Intel's move to their 65nm process has gone extremely well.  We've had 65nm Presler, Cedar Mill and Yonah samples for the past couple of months now and they have been just as good as final, shipping silicon.  Just a couple of months ago we previewed Intel's 65nm Pentium 4 and showcased their reduction in power consumption as well as took an early look at overclocking potential of the chips. 

Intel's 65nm Pentium 4s will be the last Pentium 4s to come out of Santa Clara and while we'd strongly suggest waiting to upgrade until we've seen what Conroe will bring us, there are those who can't wait another six months, and for those who are building or buying systems today, we need to find out if Intel's 65nm Pentium 4 processors are any more worthwhile than the rather disappointing chips that we had at 90nm. 

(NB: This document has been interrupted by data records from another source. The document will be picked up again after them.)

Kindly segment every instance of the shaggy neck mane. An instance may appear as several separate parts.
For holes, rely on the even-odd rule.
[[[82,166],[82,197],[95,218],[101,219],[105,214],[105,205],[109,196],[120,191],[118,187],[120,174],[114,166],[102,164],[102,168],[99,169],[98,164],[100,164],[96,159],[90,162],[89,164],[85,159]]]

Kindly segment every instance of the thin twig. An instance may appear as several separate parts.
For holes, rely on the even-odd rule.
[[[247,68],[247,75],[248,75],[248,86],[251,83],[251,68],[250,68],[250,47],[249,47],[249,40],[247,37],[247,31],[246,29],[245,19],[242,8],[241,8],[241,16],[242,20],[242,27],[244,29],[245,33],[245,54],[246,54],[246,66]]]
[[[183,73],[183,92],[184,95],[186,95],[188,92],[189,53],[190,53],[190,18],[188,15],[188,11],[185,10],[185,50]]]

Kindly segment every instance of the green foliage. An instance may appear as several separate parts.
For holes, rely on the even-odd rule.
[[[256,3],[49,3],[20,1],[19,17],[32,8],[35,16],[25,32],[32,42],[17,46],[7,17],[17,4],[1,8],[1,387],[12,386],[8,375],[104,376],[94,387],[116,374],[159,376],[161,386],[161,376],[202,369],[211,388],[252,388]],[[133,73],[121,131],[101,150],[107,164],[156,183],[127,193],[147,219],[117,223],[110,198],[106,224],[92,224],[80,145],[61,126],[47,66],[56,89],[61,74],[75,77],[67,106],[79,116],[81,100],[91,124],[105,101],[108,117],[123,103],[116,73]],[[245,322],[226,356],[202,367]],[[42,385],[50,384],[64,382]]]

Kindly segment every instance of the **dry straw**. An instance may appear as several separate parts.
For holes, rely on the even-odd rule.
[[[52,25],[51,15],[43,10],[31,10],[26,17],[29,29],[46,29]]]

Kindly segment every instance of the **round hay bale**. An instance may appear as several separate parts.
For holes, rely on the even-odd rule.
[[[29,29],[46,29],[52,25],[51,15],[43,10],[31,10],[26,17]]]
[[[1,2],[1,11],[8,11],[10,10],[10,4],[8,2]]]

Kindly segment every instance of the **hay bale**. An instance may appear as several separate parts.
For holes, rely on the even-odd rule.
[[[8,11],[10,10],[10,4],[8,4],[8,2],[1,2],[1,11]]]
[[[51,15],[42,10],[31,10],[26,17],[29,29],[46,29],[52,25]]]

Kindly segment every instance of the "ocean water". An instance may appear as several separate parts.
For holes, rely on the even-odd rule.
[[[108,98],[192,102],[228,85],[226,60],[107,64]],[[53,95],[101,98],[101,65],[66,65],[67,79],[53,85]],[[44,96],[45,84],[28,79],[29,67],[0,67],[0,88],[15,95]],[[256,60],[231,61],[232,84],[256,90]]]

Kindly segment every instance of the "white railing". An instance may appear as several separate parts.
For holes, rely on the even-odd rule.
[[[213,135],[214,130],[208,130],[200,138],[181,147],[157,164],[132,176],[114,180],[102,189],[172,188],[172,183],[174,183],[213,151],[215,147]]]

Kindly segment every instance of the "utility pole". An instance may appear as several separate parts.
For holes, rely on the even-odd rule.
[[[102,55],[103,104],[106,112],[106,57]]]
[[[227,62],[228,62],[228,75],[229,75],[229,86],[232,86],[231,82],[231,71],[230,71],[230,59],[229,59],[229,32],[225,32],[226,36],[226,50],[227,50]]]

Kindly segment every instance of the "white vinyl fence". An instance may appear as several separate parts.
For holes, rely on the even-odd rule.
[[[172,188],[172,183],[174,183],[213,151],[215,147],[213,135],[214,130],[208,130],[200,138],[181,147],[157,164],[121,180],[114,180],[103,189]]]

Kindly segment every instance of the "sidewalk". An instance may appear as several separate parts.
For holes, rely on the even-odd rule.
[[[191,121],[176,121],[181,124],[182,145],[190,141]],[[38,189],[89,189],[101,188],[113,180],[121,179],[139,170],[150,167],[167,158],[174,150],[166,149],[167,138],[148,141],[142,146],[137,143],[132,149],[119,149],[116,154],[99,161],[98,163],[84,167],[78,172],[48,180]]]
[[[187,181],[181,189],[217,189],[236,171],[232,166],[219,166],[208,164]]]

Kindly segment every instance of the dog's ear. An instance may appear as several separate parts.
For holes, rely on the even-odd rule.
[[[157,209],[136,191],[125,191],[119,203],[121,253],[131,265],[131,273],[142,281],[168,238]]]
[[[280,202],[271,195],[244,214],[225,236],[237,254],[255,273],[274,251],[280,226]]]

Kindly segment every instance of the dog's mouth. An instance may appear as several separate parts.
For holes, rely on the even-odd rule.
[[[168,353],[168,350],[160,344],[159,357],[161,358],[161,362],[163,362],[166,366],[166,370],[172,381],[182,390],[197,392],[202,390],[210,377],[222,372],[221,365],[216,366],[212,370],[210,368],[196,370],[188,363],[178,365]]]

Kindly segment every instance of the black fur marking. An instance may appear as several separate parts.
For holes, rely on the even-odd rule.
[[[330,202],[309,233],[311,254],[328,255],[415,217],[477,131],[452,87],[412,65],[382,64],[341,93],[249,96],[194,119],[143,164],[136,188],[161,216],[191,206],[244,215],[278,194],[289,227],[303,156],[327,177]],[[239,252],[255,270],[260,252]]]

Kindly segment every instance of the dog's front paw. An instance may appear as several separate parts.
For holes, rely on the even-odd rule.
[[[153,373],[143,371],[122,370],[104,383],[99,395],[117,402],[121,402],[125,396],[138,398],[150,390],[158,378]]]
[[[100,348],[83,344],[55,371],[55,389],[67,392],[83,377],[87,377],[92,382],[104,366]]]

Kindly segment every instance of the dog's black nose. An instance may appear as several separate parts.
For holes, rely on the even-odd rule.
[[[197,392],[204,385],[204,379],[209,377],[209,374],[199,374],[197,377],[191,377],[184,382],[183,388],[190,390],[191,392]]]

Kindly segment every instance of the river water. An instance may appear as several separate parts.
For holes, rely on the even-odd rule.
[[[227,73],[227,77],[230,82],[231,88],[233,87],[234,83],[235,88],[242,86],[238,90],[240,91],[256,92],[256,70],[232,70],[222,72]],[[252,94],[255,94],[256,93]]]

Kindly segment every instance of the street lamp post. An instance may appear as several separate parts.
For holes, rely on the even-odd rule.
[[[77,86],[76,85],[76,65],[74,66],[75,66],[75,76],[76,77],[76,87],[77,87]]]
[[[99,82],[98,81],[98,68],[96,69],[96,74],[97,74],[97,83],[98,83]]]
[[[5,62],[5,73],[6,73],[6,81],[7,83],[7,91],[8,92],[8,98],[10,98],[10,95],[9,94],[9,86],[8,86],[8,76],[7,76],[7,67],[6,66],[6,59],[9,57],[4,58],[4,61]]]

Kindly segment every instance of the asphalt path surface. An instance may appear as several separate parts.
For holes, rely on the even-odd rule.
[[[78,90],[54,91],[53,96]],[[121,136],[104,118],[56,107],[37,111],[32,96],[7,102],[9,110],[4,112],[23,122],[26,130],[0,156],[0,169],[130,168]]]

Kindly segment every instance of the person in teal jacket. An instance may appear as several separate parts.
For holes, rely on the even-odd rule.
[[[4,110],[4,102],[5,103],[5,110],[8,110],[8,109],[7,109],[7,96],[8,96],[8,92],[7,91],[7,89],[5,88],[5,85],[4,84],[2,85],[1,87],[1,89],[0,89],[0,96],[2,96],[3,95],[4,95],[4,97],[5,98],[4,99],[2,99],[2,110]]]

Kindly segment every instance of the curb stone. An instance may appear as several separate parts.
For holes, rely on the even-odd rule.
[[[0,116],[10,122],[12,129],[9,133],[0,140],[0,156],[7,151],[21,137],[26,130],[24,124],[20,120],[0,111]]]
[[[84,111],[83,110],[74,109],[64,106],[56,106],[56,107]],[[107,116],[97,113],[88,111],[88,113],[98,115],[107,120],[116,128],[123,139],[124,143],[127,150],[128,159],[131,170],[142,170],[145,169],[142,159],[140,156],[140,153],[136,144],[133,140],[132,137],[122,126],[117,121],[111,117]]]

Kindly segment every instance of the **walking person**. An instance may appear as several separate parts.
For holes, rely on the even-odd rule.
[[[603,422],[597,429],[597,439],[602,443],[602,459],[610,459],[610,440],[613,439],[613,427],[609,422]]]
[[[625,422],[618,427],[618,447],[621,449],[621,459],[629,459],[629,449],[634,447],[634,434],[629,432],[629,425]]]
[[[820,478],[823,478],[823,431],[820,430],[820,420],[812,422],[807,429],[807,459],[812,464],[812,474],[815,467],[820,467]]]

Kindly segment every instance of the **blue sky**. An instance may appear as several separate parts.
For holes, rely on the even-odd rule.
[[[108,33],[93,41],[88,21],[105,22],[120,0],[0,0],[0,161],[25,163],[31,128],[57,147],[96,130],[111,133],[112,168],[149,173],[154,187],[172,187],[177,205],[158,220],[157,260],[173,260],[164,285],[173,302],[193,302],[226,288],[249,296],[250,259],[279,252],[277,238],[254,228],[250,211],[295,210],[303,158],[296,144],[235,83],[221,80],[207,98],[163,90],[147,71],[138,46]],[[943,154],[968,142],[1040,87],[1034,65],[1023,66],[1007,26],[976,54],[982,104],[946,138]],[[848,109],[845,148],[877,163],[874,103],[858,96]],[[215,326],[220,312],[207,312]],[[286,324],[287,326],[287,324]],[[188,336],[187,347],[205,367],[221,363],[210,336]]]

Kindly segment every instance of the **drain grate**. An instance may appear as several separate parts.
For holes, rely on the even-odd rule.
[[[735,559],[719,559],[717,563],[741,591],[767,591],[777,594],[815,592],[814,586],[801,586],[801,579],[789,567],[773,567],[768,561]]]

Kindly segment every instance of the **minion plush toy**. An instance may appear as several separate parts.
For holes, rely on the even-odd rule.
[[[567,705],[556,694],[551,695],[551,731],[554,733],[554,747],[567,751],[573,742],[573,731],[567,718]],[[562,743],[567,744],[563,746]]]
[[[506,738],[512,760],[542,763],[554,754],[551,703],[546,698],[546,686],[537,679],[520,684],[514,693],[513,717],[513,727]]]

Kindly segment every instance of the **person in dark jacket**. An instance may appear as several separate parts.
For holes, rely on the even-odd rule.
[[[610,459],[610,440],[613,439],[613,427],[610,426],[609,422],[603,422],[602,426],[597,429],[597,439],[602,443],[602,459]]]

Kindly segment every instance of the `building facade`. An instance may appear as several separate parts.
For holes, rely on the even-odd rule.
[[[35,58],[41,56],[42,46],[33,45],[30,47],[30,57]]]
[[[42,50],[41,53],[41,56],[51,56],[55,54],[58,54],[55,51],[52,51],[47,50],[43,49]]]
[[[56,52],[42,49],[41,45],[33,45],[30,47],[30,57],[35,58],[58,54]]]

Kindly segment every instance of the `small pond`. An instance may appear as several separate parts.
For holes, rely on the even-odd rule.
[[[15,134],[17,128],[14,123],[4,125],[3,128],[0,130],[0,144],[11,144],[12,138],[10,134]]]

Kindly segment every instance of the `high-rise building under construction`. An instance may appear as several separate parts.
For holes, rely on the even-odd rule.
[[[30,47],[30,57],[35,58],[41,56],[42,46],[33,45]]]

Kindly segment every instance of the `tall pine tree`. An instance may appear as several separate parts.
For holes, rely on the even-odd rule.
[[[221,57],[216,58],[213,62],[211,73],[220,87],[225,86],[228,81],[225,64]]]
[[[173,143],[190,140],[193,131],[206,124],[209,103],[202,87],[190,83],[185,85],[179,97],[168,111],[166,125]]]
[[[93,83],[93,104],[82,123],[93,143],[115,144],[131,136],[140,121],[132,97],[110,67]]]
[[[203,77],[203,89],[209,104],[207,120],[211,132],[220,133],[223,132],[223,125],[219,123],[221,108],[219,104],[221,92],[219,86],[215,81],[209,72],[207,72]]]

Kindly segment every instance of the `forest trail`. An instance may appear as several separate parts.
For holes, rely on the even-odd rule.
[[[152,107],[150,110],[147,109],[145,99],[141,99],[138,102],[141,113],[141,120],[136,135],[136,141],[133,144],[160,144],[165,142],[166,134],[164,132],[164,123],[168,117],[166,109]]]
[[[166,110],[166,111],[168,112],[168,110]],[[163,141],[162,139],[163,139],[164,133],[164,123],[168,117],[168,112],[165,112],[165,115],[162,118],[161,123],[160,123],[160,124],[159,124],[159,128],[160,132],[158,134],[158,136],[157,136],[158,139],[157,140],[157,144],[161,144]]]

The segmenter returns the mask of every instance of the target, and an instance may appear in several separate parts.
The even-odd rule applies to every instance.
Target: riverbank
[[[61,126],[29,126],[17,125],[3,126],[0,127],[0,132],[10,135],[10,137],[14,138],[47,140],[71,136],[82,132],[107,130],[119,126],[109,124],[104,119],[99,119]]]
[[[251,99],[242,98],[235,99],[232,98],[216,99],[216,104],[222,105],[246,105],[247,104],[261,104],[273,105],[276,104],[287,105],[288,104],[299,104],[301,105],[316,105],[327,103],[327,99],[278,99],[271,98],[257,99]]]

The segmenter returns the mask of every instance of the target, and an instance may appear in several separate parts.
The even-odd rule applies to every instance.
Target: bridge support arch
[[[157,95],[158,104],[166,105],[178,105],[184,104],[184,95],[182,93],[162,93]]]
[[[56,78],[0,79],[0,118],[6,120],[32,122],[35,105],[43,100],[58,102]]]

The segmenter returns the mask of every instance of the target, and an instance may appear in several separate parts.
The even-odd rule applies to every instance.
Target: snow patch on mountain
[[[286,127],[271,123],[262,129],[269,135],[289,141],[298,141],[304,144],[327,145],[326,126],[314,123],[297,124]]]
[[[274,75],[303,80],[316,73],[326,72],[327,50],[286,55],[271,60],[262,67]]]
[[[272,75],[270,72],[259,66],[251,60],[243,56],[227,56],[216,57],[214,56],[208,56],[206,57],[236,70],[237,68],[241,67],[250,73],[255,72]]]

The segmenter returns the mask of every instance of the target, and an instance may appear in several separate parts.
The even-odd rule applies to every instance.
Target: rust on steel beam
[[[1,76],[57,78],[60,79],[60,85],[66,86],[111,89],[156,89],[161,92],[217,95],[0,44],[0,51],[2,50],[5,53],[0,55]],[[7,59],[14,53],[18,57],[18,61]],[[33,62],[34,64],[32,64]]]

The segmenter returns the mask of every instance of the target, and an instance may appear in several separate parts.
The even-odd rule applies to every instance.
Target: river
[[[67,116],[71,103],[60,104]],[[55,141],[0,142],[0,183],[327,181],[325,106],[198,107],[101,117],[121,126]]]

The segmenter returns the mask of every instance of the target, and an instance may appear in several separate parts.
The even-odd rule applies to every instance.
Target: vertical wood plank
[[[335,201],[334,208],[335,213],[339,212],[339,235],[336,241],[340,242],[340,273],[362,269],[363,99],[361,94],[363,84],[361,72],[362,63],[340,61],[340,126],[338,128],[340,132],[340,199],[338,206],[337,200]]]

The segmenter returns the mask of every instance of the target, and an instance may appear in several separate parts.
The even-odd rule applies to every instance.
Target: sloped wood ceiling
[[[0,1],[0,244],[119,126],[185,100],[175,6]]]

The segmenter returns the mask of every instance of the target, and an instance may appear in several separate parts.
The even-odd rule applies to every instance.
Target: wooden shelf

The move to 90nm for Intel was highly anticipated, but it could not have been any more disappointing from a performance standpoint.  In a since abandoned quest for higher clock speeds, Intel brought us Prescott at 90nm with its 31 stage pipeline - up from 20 stages in the previous generation Pentium 4s.  Through some extremely clever and effective engineering, Prescott actually wasn't any slower than its predecessors, despite the increase in pipeline stages.  What Prescott did leave us with, however, was a much higher power bill.  Deeply pipelined processors generally consume a lot more power, and Prescott did just that. 

Intel tried to minimize the negative effects of Prescott as much as possible through technologies like their Enhanced Intel SpeedStep (EIST).  However, at the end of the day, the fastest Athlon 64 consumed less power under full load than the slowest Prescott at idle.  Considering that most PCs actually spend the majority of their time idling, this was truly a letdown from Intel. 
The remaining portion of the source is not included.